If the grain in each food is different, this could give her problems. You really should not mix the foods because each grain needs a different balance in the gut. 

Let the dog skip a meal if possible, or give him a meal of raw meat. This is to give his system a chance to rest. Foster dogs rarely are delivered with their dog food, but since I feed raw it has never been a problem- no change over in grain.

Hills is not a top rated food. Vets like it because they can earn money by selling it. I'm not saying it might be a great food specifically for a certain dog, but over all, it is not a best food. I would not feed it to my dogs. Give the Hills away and just give the Farmina.


----------



## Raindrops (Mar 24, 2019)

Two days is certainly not enough to cause the anal glands to be over-filled. Most likely they just need to be emptied.


----------



## dobbythetoypoodle (Sep 3, 2020)

To clarify some stuff,she isn’t having problems with pooping now, she pooped the normal amount and the stool was normal. She is still having issues with her anal glands though. They seem to get worse😕 She has never experienced this before, I saw her scoot maybe once or twice and that’s it.They never got emptied.


----------



## Raindrops (Mar 24, 2019)

dobbythetoypoodle said:


> To clarify some stuff,she isn’t having problems with pooping now, she pooped the normal amount and the stool was normal. She is still having issues with her anal glands though. They seem to get worse😕 She has never experienced this before, I saw her scoot maybe once or twice and that’s it.They never got emptied.

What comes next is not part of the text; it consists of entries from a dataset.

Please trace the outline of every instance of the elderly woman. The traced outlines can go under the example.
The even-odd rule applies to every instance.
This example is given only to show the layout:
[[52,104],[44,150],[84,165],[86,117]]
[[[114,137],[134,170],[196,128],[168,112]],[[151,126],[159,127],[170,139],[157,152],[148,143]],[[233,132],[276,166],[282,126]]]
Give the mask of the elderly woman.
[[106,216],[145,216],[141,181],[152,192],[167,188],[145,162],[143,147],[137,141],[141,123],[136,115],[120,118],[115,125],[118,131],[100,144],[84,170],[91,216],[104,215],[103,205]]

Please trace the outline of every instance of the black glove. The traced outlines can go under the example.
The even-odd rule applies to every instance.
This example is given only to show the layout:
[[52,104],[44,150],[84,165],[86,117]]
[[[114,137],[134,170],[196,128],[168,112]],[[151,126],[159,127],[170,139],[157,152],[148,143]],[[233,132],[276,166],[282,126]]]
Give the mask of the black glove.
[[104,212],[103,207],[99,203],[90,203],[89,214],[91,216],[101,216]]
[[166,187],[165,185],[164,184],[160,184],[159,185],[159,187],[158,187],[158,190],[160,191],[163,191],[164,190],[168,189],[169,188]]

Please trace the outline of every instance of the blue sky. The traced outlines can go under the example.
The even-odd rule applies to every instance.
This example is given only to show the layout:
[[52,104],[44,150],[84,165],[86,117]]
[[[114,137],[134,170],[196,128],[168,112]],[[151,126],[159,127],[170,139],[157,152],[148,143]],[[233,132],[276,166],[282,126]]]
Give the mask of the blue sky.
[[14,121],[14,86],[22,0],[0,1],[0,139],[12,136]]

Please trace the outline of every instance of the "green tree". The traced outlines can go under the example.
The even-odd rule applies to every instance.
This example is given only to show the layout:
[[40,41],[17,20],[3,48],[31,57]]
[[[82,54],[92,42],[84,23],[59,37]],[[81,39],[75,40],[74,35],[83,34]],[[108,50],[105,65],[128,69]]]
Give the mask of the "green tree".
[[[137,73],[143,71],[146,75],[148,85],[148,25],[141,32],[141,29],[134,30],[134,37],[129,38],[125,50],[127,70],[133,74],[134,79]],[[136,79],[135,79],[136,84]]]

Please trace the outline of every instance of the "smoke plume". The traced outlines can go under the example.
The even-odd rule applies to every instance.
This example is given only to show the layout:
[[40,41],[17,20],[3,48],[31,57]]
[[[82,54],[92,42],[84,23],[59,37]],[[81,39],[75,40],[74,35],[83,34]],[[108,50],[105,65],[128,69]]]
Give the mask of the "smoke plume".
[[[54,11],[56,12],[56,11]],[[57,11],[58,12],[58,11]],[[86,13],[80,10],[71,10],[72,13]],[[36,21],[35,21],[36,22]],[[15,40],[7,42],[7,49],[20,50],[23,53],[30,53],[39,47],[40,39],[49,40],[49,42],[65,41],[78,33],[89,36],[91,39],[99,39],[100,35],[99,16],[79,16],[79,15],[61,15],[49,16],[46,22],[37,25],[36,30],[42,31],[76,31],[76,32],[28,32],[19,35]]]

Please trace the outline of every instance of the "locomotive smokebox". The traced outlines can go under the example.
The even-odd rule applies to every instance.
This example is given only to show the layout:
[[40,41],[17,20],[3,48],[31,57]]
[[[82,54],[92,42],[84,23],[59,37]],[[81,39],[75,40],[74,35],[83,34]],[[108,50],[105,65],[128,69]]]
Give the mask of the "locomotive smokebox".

How old is she now? My dog didn't need them emptied for a few months but then started needing them emptied occasionally.


----------



## dobbythetoypoodle (Sep 3, 2020)

Raindrops said:


> How old is she now? My dog didn't need them emptied for a few months but then started needing them emptied occasionally.


She’ll be 6 months old in a week.


----------



## Raindrops (Mar 24, 2019)

dobbythetoypoodle said:


> She’ll be 6 months old in a week.


Then I do think it is quite likely that she just has slowly built up fluid in them. That is similar to the age mine was when he started needing them emptied. Small dogs generally need them emptied because they do not apply enough pressure when defecating to naturally empty them. I typically check them around once a month now, just because waiting until they start leaking gets really gross.


----------



## dobbythetoypoodle (Sep 3, 2020)

Raindrops said:


> Then I do think it is quite likely that she just has slowly built up fluid in them. That is similar to the age mine was when he started needing them emptied. Small dogs generally need them emptied because they do not apply enough pressure when defecating to naturally empty them. I typically check them around once a month now, just because waiting until they start leaking gets really gross.


Yeah you’re right, it can be completely unrelated to the food situation. Thanks for sharing your experience☺


----------



## Swaney (May 18, 2021)

dobbythetoypoodle said:


> Yeah you’re right, it can be completely unrelated to the food situation. Thanks for sharing your experience☺


Did this solve the problem? I’m experiencing the same thing with my pup who just turned 6 months. He’s been on Farmina since day one.


----------



## Skylar (Jul 29, 2016)

Swaney said:


> Did this solve the problem? I’m experiencing the same thing with my pup who just turned 6 months. He’s been on Farmina since day one.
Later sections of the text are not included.